Running Sparkling Water on Kerberized Hadoop Cluster

Sparkling Water can run on Kerberized Hadoop cluster and also supports Kerberos authentification for clients and Flow access. This tutorial shows how to configure Sparkling Water to run on kerberized Hadoop cluster. If you are also interested in using Kerberos authentification, please read Enabling Kerberos Authentication.

Sparkling Water supports the Kerberized cluster in both internal and external backend.

Internal Backend

To make Sparkling Water aware of the Kerberized cluster, you can call:

bin/sparkling-shell --conf "spark.yarn.principal=PRINCIPAL" --conf "spark.yarn.keytab=/path/to/keytab"

or you can create the Kerberos ticket in beforehand using kinit and call just

./bin/sparkling-shell

In this case, Sparking Water will use the created ticket and we don’t need to pass the configuration details.

External Backend

In External Backend, we are also starting the H2O cluster on YARN and we need to make sure it is secured as well.

You can start Sparkling Water as:

bin/sparkling-shell --conf "spark.yarn.principal=PRINCIPAL" --conf "spark.yarn.keytab=/path/to/keytab"

In this case, the value of spark.yarn.principal and spark.yarn.keytab properties will be also used to set spark.ext.h2o.external.kerberos.principal and spark.ext.h2o.external.kerberos.keytab correspondingly. These options are used to set up Kerberos on H2O external cluster via Sparkling Water.

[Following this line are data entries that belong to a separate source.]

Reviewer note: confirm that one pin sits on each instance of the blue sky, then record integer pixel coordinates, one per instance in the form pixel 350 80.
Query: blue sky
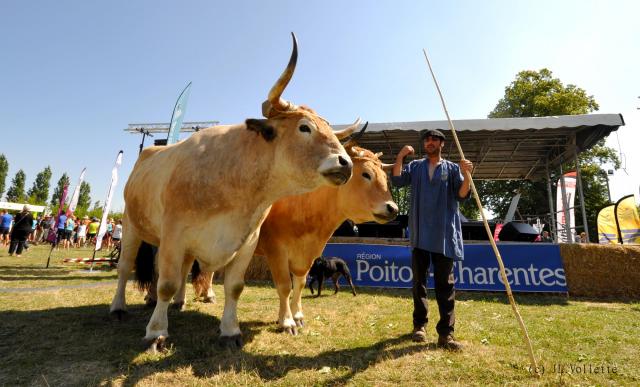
pixel 74 74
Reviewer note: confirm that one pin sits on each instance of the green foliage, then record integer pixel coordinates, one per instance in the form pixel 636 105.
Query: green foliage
pixel 537 94
pixel 4 170
pixel 39 193
pixel 15 193
pixel 401 196
pixel 57 192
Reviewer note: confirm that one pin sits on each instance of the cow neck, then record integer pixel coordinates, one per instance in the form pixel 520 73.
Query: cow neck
pixel 322 213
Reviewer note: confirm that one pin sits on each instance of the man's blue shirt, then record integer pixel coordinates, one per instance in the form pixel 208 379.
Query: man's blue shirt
pixel 434 217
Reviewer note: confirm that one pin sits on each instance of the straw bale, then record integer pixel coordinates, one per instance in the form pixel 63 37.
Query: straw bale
pixel 594 270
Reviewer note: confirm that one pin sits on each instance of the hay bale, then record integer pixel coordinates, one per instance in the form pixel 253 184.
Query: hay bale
pixel 610 271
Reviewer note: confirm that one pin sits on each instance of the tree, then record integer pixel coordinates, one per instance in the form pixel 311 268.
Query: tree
pixel 57 192
pixel 4 170
pixel 15 193
pixel 537 94
pixel 39 193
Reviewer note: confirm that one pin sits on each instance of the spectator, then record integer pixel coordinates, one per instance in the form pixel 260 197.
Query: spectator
pixel 20 231
pixel 5 227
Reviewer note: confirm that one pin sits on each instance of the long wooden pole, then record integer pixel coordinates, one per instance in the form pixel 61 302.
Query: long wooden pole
pixel 534 365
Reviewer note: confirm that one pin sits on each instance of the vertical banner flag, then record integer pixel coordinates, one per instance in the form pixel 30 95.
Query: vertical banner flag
pixel 76 194
pixel 63 198
pixel 628 220
pixel 177 116
pixel 107 203
pixel 607 227
pixel 570 190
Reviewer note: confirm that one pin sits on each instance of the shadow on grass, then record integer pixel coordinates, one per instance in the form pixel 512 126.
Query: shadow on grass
pixel 82 345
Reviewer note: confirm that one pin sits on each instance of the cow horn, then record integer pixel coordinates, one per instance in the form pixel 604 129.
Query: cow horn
pixel 274 102
pixel 387 167
pixel 346 132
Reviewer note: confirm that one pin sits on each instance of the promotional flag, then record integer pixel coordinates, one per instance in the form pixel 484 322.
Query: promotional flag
pixel 177 116
pixel 607 228
pixel 76 194
pixel 628 220
pixel 107 203
pixel 570 190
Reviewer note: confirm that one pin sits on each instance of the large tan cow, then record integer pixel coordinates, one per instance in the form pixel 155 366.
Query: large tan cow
pixel 208 195
pixel 298 228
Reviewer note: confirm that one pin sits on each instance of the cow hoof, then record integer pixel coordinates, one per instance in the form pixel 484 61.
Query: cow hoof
pixel 231 342
pixel 119 315
pixel 156 345
pixel 148 302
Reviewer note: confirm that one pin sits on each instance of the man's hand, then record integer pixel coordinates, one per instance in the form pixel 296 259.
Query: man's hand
pixel 466 166
pixel 397 167
pixel 405 151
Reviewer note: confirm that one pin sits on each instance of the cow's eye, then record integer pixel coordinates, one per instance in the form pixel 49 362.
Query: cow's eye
pixel 305 129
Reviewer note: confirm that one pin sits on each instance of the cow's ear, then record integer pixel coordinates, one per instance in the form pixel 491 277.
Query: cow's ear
pixel 262 127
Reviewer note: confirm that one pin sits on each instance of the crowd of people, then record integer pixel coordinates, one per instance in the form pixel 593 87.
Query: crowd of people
pixel 63 231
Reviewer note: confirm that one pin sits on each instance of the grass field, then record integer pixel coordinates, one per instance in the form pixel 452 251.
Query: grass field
pixel 55 330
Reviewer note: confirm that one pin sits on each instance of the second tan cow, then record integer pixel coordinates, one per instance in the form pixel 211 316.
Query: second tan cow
pixel 298 228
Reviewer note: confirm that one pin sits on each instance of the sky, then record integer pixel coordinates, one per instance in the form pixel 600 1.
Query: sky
pixel 74 74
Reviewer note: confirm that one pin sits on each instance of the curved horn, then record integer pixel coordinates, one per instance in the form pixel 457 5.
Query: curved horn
pixel 346 132
pixel 276 103
pixel 387 167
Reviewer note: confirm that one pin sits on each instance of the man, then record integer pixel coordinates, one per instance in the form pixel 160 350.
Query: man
pixel 437 185
pixel 5 226
pixel 20 231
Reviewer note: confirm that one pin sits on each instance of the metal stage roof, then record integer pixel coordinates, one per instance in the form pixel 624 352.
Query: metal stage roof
pixel 500 148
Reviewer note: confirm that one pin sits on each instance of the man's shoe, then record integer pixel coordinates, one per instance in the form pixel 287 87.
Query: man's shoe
pixel 449 343
pixel 419 335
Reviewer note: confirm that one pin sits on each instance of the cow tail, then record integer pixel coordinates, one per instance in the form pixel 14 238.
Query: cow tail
pixel 198 279
pixel 145 267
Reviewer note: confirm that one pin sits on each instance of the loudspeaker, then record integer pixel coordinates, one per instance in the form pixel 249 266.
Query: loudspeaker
pixel 518 232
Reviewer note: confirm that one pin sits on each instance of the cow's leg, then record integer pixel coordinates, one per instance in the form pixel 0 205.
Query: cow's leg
pixel 178 300
pixel 170 258
pixel 230 334
pixel 211 296
pixel 130 244
pixel 279 266
pixel 296 302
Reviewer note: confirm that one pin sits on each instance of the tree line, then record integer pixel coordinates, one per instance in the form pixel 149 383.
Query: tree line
pixel 539 94
pixel 38 194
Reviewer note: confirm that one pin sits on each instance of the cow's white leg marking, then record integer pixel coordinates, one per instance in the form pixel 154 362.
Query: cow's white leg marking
pixel 170 260
pixel 296 302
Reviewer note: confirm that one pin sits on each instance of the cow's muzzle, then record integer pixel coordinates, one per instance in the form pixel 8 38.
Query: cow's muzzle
pixel 339 174
pixel 390 213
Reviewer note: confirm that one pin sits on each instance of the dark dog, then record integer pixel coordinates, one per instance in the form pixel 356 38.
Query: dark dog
pixel 325 267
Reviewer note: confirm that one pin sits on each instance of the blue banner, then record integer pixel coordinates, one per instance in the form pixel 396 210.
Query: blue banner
pixel 529 267
pixel 178 115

You can also set the spark.ext.h2o.external.kerberos.principal and spark.ext.h2o.external.kerberos.keytab options directly.

The simplest option you can also start Sparkling Water is:

./bin/sparkling-shell

In this case, we assume that the ticket has been created using kinit and it will be used for both Spark and external H2O cluster.

The same configuration is valid also for PySparkling and RSparkling.